BRENDA BLAGG: A tempered victory

Road for opponents to hog farm remains long

That highly controversial hog farm in the Buffalo National River's watershed has been denied a state permit for its continued operation.

It might seem time for jubilation, but the fight for the integrity of the free-flowing national river is hardly over.

C&H Hog Farms, which supplies swine to pork producers, initially received a state permit in 2012 through a process that famously happened without public input.

Soon after, residents of the Mount Judea (Newton County) area, where the farm is located, and Buffalo River enthusiasts from all over the state and nation realized what had happened. They organized and fought back, often futilely.

They're still fighting and won't stop until the concentrated hog-feeding operation, located near a tributary of the Buffalo, is a distant memory -- and no more are allowed to threaten the treasured river that attracted nearly 1.8 million visitors in 2016.

Time on C&H Hog Farms' initial permit, granted in 2014, expired a while back; but the business is still operating while it appeals the state's denial of an extension.

Obviously, the farmers who own C&H have invested heavily in the hog operation. They don't want to lose their investment and are doing what they can to win a permit extension for what is now a 6,500-pig feeding operation.

The pigs aren't the problem. It is the waste they generate, estimated to amount to more than 2.3 million gallons of hog manure that is supposedly contained in two waste-holding ponds.
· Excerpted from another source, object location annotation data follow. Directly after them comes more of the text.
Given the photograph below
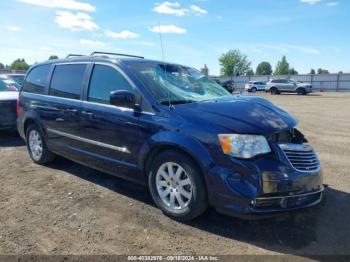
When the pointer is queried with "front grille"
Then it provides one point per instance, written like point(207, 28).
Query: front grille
point(302, 157)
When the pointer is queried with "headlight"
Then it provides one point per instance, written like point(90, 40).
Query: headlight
point(244, 146)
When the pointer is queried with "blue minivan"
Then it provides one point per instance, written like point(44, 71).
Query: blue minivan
point(169, 127)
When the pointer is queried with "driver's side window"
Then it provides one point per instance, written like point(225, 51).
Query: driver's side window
point(105, 80)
And then there is the additional waste and wastewater that gets applied to the farmland that overlays the region's porous karst topography.
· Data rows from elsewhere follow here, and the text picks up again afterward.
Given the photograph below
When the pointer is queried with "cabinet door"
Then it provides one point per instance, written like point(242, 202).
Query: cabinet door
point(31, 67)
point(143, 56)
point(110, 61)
Does that waste make its way to the adjacent Big Creek? Or into the Buffalo?

There has been a lot of monitoring and scientific studies and steps to hold C&H to a high operating standard in the intervening years. But the fear that the watershed could be polluted remains as strong as ever.

There are strong objections not just to the way the original permit got approved for the large hog far but also to the lengthy delay in getting a decision on C&H's application for a new permit.

They applied for a new permit in April 2016 and didn't get a decision from the state until a couple of weeks ago.

The denial finally came from the state Department of Environmental Quality earlier this month.

Importantly, the farmers were protected in that long interim (463 days) as state regulators allowed C&H to operate on their expired permit.

So, when the agency declined to issue a new permit, was that a death knell for the hog farm?

No. C&H has appealed that decision to the state board that oversees the agency, the Arkansas Pollution Control and Ecology Commission.

Last week, the commission stayed the agency's decision, allowing C&H to continue operations until the appeal process is over.

If the farmers had not gotten the stay, they would presumably have had to submit plans for shutting down the operation and cleaning up the site.

They got the stay, so there will be no shutdown or cleanup for a while longer. The hog farm can keep operating on that expired permit throughout this appeal process.

You can get way deep in the regulatory weeds to try to understand why the permit application stalled for so long. Remember, the decision to allow the first permit was unduly rushed and shrouded with too much secrecy.

So, chalk part of the delay on the new permit up to a more transparent process and closer scrutiny by the regulators amid unrelenting objections from opponents to this or any other large animal-feeding operation in the Buffalo's watershed.

Denial of the permit could eventually mean those foes will prevail. Just don't get too excited.

Even with the recent denial, delay continues to work for the hog farmers. They'll keep feeding those thousands of pigs as the appeal continues.

They've had to pay a huge price, including the cost of lawyers and others to keep up their side of the fight. But they're still in it, just as are the many thousands who are determined to protect the Buffalo River.